Ive often wondered why no one questions the overall strategy of the molecular target approach to drug discovery? Heres the typical scenario for drug discovery:
Select hot new target from literature reference, genomics disease database, or knock-out mice -> clone, isolate and establish activity in purified target -> screen, select series compounds -> SAR against purified target -> secondary biology models -> animal models -> lots of hand-wringing and triage at this point when no efficacy produced.
In my mind its too easy to say this due an invalid target. One cant even generally claim the target is non-drugable. Too many times the chemist produce compounds with nM efficacy by in vitro assays. So is it all just poor bioavailability? Sometimes, but it doesnt explain all of the failures.
If one accepts a crisis is going on inside the pharmaceutical industry, then the current strategy is somehow faulty.
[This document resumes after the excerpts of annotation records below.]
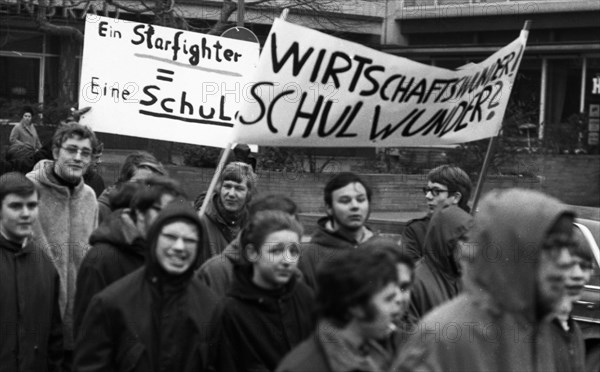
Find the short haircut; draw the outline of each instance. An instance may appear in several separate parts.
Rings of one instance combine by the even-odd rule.
[[[217,182],[217,187],[215,190],[221,190],[221,187],[225,181],[233,181],[237,183],[246,181],[249,196],[246,199],[247,201],[250,201],[252,195],[256,192],[256,174],[252,170],[252,166],[246,163],[236,161],[227,164],[225,168],[223,168],[223,172],[221,172],[221,176],[219,177],[219,181]]]
[[[458,206],[466,212],[470,212],[469,199],[473,184],[469,175],[459,167],[453,165],[440,165],[429,171],[427,179],[433,183],[439,183],[448,188],[448,195],[460,192],[461,198]]]
[[[24,174],[9,172],[0,176],[0,203],[9,194],[25,197],[37,193],[35,184]]]
[[[575,241],[575,244],[571,250],[571,254],[588,261],[589,263],[594,262],[592,247],[585,238],[585,235],[583,235],[581,228],[577,225],[575,225],[575,228],[573,229],[573,240]]]
[[[367,183],[356,173],[342,172],[333,176],[325,185],[325,189],[323,190],[323,198],[325,199],[325,205],[331,207],[333,192],[335,190],[341,189],[342,187],[346,187],[351,183],[360,183],[361,185],[363,185],[363,187],[367,191],[367,200],[370,203],[371,195],[373,194],[373,192],[371,191],[369,185],[367,185]]]
[[[94,150],[98,146],[98,139],[94,132],[85,125],[79,123],[69,123],[61,125],[52,137],[52,148],[59,149],[62,147],[66,140],[73,137],[79,137],[80,139],[89,139],[91,144],[91,150]]]
[[[31,116],[33,116],[33,108],[31,108],[31,106],[23,106],[21,109],[21,116],[25,115],[26,113],[30,113]]]
[[[160,201],[164,194],[173,195],[175,198],[187,198],[179,182],[169,177],[152,176],[139,181],[139,183],[141,187],[131,199],[132,213],[134,211],[146,212],[154,203]]]
[[[352,320],[350,309],[359,306],[364,320],[372,320],[371,300],[390,283],[398,283],[398,271],[386,252],[359,248],[332,257],[317,268],[317,314],[344,327]]]
[[[251,216],[260,211],[282,211],[292,216],[296,216],[298,213],[298,206],[287,196],[265,194],[254,199],[248,207],[248,212]]]
[[[135,171],[138,169],[148,169],[153,173],[161,176],[167,176],[167,171],[162,164],[146,151],[136,151],[133,154],[129,154],[119,170],[119,178],[117,183],[127,182],[133,178]]]
[[[298,234],[299,238],[302,237],[302,225],[289,213],[265,210],[254,214],[240,237],[243,252],[242,263],[249,263],[245,254],[246,247],[249,244],[252,244],[256,250],[260,250],[269,234],[282,230],[293,231]]]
But at what point? Have pharma scientists embraced too readily the genes to drugs concept? Perhaps over or under regulation of genes doesnt predict functional responses quite as well as the molecular biologist would want. Or is it what I believe that the single target approach is untenable with whole systems biology? It is the rare protein indeed that cells cant find a work-around or alternate pathway to partially or wholly compensate.
Im of the opinion that drug discovery must go back to being a biological science rather than being looked at as an engineering process.
Permalink to Comment2. David on August 19, 2005 12:19 PM writes...
It should also be noted that even primary assays can show poor correlation depending on which technology is chosen. The much touted Z' factor is only a measure of internal consistency. Matthew Sills from Novartis demonstrated this in his article "Comparison of Assay Technologies for a Tyrosine Kinase Assay Generates Different Results in High Throughput Screening" JOURNAL OF BIOMOLECULAR SCREENING Volume 7, Number 3, 2002
Permalink to Comment3. Julian Shillcock on August 21, 2005 8:02 AM writes...
I have the following (slightly relevant) question about the drug discovery process; even an approximate answer would be interesting to me. What fraction of potential drug molecules fail as a result of the molecule/target interactions, and as a result of not getting the molecule to the target in sufficient quantities; and what fraction of the resources expended by a company to develop the drug molecule are devoted to developing the molecules and to optimising the delivery mechanism? If molecules fail in the secondary (living cell) assay, is the time even taken to find out if the failure resulted from the molecule's failure to bind to the target or to its inability to be delivered? (In the interests of honesty, I should point out that I have a pet theory about this, and the answer is of more than academic interest to me.)
Permalink to Comment4. Chris on August 21, 2005 10:37 PM writes...
Derek,
My impression of your blog is overwhelmingly positive so take the following point as constructive. I think the quality of writing would benefit greatly from the use of specific examples. For instance, you say that many compounds can hit in a screen of in vitro activity but fail in a cell-based assay for a variety of reasons. I'd be curious to know some examples of drug discovery programs which ran into these issues. What was the target, the cell line, the assay, the molecule. Obviously one can go into excruciating detail but on the other hand the general nature of these posts leaves one wanting details. It is understandable that your ability to give details is limited by the proprietary nature of your work.